Many applicants find it difficult to comply with the above mentioned requirements, especially since they must invest on a property rental or initial school fees without confirmation or guarantee that the residence permit applications will be approved.
- Failure to construct a convincing argument supporting the applicant’s real motivation
Coherence and common sense are major factors when the authorities review a file and try to interpret the real intention behind a non-lucrative residence applicant. An unconvinced officer may conclude that the applicants are not truly willing to spend at least 6 months in Spain, but just want to acquire Spanish residency to gain freedom of movement around the Schengen area without the need to apply for entry visas, and will thus reject the application.
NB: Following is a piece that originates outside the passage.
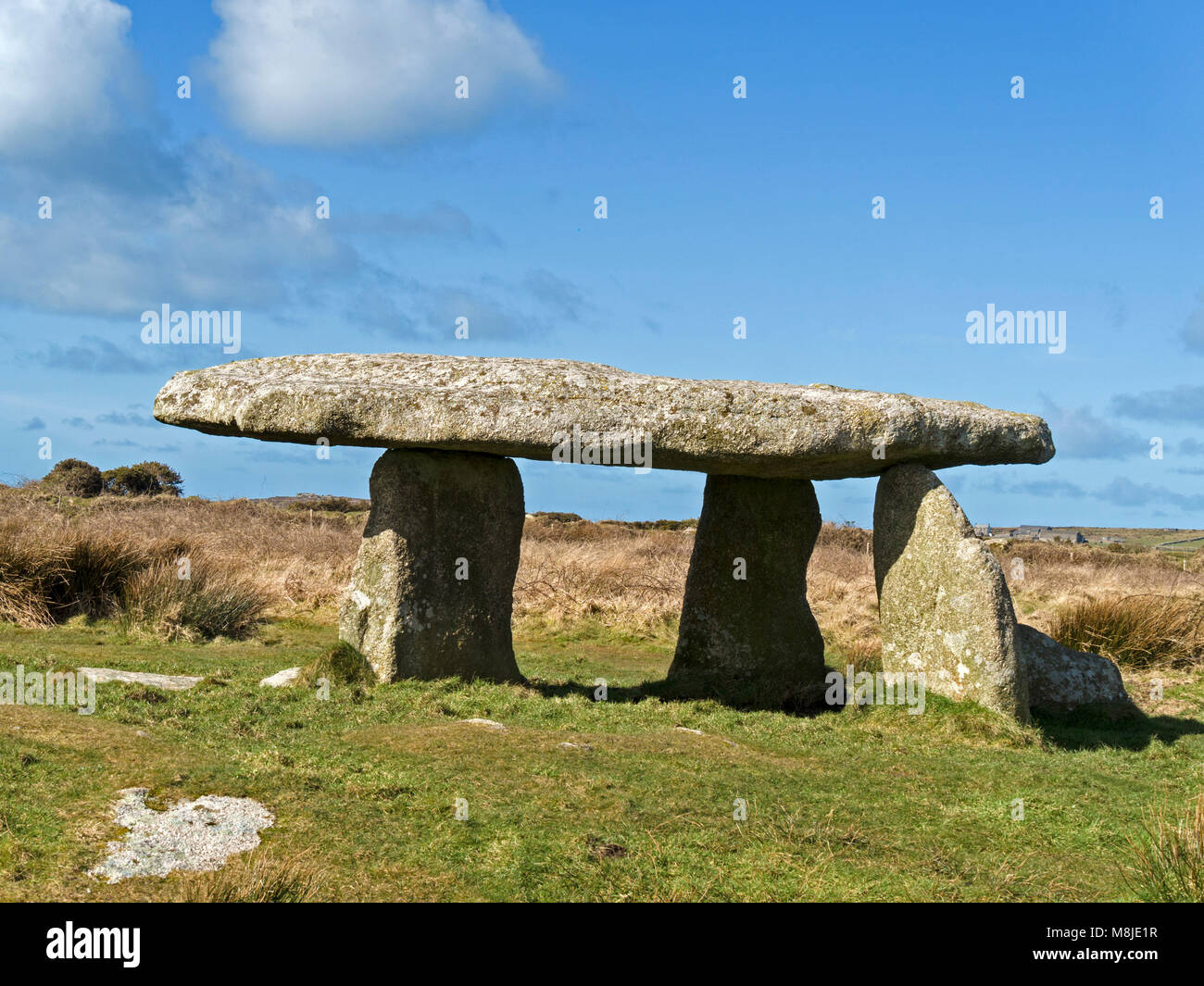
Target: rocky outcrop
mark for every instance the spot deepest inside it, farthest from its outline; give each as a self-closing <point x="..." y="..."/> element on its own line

We see two types here:
- Incoherence in the family situation: Single applicants who apply for just one residence permit for themselves, and have planned to leave their family back home, will probably raise a red flag for the Spanish immigration officer in charge of reviewing the application file. In the officer’s view, this person will probably be unable to meet the minimum stay requirement if his family resides abroad.
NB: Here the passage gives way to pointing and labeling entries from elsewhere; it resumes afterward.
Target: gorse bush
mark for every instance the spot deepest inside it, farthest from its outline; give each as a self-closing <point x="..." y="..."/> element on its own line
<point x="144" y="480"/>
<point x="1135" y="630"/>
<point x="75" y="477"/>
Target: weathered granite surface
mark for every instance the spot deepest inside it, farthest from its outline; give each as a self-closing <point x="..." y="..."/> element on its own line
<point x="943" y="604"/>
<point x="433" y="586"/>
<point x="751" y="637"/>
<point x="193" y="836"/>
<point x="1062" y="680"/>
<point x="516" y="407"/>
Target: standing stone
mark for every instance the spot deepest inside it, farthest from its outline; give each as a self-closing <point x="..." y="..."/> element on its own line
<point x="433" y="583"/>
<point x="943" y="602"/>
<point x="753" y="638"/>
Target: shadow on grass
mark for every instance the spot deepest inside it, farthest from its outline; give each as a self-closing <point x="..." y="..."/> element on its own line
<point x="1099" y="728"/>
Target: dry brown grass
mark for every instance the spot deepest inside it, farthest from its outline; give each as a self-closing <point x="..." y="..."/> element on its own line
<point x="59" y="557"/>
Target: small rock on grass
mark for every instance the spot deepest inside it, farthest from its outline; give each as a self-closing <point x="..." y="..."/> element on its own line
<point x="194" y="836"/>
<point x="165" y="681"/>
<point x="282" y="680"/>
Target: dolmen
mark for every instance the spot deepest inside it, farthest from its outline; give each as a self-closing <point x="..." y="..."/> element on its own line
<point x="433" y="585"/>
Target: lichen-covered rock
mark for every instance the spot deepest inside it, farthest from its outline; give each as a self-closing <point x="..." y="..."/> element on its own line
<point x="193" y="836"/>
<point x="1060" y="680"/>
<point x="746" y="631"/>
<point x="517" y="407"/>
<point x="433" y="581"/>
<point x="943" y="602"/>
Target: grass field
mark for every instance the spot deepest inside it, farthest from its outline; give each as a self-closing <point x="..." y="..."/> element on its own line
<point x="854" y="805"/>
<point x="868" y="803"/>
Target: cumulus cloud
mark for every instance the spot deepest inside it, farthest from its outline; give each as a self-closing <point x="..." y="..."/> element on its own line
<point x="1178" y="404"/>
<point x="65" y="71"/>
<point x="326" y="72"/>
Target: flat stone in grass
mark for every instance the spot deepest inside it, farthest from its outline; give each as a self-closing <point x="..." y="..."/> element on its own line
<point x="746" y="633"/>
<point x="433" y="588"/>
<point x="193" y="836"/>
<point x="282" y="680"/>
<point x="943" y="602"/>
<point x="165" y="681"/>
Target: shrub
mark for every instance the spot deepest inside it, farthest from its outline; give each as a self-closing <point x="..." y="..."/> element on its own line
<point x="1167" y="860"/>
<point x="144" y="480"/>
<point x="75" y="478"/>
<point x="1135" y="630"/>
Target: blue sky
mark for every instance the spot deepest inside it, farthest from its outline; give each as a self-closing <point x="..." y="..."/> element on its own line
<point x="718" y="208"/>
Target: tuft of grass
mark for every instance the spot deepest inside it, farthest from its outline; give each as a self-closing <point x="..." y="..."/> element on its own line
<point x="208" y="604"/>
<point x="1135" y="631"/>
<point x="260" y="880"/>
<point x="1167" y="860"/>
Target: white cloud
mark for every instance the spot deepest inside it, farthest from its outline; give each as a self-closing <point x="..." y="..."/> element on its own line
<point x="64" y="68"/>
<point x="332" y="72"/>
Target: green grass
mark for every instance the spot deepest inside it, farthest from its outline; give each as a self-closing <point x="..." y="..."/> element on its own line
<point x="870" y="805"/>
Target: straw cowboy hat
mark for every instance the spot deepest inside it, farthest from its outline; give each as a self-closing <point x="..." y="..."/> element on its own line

- Incoherence in the employment situation: When applying for a non-lucrative permit, it is assumed that applicants receive enough income from their business activity in their home country, and that such business activity doesn’t require their physical presence. This is easy to meet for wealthy business owners, or retired individuals living on high standard public or private pensions. However, we find that there are many young couples that happen to work salaried who want to relocate to Spain, but wish to keep their managing roles at their current companies (with offices in their home country). This may pose a problem when applying for the first time, as the Spanish immigration officer will deem improbable that the minimum stay requirements will be met, as a managing position cannot be left unattended for prolonged periods of time. In those rare cases where an initial application is approved, the bad news is delivered upon renewal, when applicants are unable to prove having spent enough time in Spain during the previous two years. In the remote work era, applicants may be able to convince immigration officers if they can make their current company sign a letter stating they are allowed to work remotely from within a foreign country for at least 6 months a year.
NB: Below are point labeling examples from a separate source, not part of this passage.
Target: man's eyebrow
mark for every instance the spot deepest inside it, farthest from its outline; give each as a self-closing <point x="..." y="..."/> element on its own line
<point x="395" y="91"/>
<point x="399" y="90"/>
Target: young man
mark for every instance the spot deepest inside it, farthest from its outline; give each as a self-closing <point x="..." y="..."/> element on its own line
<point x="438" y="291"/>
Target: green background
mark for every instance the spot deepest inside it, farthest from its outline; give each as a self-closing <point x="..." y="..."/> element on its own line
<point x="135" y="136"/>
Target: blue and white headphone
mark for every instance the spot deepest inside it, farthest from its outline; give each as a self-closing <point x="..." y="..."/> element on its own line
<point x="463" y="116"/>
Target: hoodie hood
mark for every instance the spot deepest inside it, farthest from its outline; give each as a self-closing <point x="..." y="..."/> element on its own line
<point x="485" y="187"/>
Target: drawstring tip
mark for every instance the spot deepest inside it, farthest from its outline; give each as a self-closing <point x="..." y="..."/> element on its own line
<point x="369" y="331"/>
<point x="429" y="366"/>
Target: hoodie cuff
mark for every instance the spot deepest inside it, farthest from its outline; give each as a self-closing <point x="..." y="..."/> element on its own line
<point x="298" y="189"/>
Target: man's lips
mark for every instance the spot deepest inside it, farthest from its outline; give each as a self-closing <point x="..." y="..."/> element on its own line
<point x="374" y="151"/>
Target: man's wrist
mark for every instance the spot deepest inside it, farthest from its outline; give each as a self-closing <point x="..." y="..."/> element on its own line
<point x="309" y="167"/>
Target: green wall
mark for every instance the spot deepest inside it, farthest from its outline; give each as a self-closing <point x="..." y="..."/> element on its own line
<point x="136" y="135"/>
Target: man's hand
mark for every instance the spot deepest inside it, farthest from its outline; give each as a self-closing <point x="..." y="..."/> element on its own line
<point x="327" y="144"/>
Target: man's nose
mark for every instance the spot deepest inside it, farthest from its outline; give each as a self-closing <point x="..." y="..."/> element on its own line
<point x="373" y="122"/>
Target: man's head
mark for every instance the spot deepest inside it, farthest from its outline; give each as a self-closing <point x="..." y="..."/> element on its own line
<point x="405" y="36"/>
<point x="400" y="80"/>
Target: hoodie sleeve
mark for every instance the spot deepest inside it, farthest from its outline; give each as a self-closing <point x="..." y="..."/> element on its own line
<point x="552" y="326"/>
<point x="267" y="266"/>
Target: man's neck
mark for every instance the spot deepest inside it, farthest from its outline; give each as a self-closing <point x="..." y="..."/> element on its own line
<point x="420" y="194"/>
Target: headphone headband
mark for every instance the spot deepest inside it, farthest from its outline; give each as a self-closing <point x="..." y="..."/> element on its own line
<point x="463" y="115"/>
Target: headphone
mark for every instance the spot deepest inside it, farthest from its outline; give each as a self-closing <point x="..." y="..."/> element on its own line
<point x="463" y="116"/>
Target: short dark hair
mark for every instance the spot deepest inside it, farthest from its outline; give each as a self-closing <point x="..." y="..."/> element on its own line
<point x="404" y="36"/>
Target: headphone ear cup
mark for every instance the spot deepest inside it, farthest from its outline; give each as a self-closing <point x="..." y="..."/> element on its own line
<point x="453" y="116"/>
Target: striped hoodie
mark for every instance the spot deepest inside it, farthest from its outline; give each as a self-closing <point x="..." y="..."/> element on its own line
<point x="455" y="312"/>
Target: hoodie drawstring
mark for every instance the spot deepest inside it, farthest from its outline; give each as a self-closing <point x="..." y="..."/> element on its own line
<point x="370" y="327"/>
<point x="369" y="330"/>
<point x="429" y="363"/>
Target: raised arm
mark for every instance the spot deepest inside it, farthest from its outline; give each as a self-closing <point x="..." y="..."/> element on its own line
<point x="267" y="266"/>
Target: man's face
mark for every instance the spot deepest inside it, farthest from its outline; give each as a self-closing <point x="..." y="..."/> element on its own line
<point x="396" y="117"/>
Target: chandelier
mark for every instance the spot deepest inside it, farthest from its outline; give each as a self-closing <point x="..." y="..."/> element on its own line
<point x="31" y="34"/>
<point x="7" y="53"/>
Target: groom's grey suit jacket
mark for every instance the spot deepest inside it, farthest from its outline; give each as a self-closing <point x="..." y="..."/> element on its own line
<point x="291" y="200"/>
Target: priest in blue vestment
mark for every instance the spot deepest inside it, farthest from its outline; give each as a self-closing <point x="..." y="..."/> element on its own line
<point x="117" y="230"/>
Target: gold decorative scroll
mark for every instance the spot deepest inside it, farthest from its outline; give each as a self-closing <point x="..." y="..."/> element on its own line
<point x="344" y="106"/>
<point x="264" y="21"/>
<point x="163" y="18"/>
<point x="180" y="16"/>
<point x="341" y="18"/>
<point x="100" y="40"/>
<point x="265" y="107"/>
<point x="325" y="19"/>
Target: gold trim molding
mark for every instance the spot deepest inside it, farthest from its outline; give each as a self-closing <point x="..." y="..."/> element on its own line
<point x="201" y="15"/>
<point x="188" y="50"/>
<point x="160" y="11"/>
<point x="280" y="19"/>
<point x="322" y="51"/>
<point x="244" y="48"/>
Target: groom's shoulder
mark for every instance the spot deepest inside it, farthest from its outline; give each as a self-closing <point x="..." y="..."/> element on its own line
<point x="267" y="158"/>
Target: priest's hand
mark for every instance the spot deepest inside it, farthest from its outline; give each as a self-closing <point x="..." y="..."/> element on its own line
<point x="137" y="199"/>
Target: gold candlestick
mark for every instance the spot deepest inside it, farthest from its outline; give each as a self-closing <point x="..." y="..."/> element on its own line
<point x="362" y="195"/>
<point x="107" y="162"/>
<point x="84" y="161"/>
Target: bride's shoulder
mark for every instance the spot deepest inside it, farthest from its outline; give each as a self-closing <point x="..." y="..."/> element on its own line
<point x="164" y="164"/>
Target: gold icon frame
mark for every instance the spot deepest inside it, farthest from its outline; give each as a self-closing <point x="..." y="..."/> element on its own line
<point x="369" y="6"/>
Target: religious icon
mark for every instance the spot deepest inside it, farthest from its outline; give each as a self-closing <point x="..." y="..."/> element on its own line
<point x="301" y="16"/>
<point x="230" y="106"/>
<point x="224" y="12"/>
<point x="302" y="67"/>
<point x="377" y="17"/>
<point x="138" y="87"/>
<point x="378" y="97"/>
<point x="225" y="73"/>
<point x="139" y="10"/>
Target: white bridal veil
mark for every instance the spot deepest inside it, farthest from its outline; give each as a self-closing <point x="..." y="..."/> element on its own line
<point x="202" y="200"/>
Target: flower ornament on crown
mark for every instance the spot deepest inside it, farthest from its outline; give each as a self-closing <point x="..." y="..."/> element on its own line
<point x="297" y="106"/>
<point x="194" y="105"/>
- Failing the interview at the embassy
Once the application is submitted, the staff at the Spanish Embassy will interview the applicants to confirm that everything stated on the file is true, and to gather any other subjective information not present in the file which can be useful in deciding on the application outcome. They will want to know things such as whether there are any type of family bonds or business connections that support the application and justify the decision to choose Spain among other countries to settle down. Also, if the applicants have visited the country at least once on a recent date or if they have any relatives or business partners already residing in Spain.
It should be an easy interview. However, a small percentage of applicants will surprisingly fail to provide the right answers to these questions, and some will even tell the embassy staff that they really don’t plan on living in Spain as residents, but instead want to use the residence card as a travel visa. This will result in an immediate rejection.